The common language is, of course, the food. Look, a book can teach you culinary information, but it is only from other people that you will learn the cultural nuances of a cuisine. And I think this has had an impact on our cooking here.

So how’s this play out in the kitchen?
For one thing we always greet each other coming and going from our shifts. We shake hands; we say “thank you.” It seems like a small thing, but it’s very important to connect constantly with the people working at your side.

I also believe in an open-door policy: everything out in the open, from ideas to constructive criticism. After a banquet, for example, we’ll all sit down and review how things went. We talk about what a good job we did, and we talk about where we need to improve.

Do the guests notice any difference?
I’d like to think they do. For example, we recently redesigned our room service menu, and the idea came up because we were much more in tune with what our guests might want.

It’s important to change with the times, and one thing I noticed was that a lot of business travelers are now women. And they often preferred to order room service than to eat in a hotel restaurant or bar. So we developed a new in-room dining menu around a “Home Away From Home” concept. The idea is comfort food that makes you comfortable on the road. And guess what? Businessmen started eating in their rooms more, too.
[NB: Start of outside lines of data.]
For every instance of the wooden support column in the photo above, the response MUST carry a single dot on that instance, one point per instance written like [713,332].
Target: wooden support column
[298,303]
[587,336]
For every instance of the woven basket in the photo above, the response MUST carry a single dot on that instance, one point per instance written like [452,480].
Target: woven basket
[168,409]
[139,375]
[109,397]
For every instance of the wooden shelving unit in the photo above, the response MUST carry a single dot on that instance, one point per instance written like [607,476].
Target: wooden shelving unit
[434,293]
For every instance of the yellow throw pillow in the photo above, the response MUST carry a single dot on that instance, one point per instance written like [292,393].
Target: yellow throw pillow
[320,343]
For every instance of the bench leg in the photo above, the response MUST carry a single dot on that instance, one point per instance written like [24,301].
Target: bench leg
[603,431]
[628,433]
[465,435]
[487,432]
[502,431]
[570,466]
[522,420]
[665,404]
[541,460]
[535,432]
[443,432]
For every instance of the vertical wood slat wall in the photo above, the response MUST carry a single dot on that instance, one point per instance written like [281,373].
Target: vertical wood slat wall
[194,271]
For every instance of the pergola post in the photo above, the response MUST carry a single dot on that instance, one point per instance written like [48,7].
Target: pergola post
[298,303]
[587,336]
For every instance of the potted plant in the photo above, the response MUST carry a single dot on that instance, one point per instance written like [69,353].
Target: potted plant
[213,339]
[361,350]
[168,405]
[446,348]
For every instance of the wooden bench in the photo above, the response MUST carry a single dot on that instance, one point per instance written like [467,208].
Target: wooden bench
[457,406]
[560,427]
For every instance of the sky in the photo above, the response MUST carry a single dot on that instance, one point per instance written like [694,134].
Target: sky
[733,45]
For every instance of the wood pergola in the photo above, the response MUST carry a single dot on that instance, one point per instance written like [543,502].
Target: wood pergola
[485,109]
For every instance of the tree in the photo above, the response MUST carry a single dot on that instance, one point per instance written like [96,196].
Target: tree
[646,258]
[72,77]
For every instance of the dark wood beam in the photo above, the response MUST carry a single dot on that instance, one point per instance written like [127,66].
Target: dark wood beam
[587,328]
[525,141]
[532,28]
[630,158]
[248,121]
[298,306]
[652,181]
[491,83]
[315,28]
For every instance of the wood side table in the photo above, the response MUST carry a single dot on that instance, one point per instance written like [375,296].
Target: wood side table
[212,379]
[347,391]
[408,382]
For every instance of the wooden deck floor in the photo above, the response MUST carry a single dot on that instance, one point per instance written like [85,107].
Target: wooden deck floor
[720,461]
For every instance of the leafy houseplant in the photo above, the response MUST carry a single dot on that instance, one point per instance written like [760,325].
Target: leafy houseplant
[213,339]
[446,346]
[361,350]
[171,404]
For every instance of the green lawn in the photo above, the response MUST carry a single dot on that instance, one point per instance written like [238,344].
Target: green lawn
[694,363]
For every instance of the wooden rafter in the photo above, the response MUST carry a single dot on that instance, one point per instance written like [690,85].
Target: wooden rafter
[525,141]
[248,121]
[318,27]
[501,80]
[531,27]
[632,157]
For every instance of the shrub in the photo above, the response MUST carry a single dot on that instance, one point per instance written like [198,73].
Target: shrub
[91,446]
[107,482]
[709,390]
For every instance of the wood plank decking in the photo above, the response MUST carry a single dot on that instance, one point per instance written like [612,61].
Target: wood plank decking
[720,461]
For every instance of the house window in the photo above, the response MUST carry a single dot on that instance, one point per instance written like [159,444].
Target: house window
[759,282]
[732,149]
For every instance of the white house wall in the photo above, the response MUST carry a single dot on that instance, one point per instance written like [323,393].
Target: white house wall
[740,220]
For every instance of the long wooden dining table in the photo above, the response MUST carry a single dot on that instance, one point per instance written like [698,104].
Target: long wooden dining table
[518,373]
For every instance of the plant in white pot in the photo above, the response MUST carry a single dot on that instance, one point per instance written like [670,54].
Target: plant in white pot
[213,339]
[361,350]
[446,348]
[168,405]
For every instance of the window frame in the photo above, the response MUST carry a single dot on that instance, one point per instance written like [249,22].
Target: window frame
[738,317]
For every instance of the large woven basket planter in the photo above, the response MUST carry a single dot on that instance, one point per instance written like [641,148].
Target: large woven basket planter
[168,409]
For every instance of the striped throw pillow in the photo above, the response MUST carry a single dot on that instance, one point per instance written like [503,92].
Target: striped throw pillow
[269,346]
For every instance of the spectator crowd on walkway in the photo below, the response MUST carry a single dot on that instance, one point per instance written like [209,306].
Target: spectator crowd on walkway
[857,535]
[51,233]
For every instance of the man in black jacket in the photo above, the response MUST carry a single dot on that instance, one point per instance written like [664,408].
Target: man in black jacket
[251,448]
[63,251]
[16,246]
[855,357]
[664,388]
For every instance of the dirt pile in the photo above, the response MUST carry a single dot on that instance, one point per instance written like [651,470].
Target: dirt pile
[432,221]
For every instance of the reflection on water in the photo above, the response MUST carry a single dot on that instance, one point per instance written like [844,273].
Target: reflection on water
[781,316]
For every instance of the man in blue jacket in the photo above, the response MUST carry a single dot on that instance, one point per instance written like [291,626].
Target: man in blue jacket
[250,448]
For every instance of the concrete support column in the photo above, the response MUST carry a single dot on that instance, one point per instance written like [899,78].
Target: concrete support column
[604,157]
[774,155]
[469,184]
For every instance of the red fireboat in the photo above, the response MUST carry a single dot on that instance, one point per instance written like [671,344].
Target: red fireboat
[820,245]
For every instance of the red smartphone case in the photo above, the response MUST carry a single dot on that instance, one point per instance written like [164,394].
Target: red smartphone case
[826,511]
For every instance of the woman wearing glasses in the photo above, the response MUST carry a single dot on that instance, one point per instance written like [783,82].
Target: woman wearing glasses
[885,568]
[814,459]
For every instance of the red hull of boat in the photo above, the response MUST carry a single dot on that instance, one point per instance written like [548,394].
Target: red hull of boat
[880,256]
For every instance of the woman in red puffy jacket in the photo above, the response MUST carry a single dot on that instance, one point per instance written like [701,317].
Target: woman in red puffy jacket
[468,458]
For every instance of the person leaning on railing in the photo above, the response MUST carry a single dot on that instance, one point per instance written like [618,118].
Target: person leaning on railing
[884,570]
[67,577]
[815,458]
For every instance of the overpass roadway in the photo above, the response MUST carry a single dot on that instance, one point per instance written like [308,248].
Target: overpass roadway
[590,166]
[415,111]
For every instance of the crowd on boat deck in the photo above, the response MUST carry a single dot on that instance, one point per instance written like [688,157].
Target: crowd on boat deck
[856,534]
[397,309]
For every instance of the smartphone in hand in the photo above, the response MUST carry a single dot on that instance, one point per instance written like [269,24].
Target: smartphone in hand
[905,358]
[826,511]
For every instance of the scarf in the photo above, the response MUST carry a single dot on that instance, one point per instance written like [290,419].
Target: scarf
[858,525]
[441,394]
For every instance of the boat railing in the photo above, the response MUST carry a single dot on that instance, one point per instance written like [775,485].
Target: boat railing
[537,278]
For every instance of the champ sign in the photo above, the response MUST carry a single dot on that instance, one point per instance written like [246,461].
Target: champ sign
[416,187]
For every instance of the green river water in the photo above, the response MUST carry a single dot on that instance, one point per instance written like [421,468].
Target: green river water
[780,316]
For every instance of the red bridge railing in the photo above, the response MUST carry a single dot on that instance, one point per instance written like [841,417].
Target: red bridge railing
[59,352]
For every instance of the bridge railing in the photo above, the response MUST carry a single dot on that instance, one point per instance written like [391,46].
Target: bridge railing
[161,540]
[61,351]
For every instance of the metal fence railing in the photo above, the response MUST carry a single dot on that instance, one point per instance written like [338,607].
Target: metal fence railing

From your perspective at the Omni, you must see a lot of new trends. Can you offer any insight into the direction food might be going?
We are a major location for galas, celebrations and formal events in Pittsburgh, so we do see a lot. I’m definitely noticing a renewed interest in classic simplicity. Oh, fusion food was fine, and we experimented with that and learned something, but in reality there our some things that just don’t belong on a plate together and people are finally realizing it. So I’d have to say classic techniques, excellent core ingredients, authentic flavors.

In our kitchen we constantly are doing a lot of tastings, both for ourselves and for guests, and in the end everyone appreciates the dishes with the fewest components and the most attention to the way they are prepared. In a way, I guess that boils down to respect, too.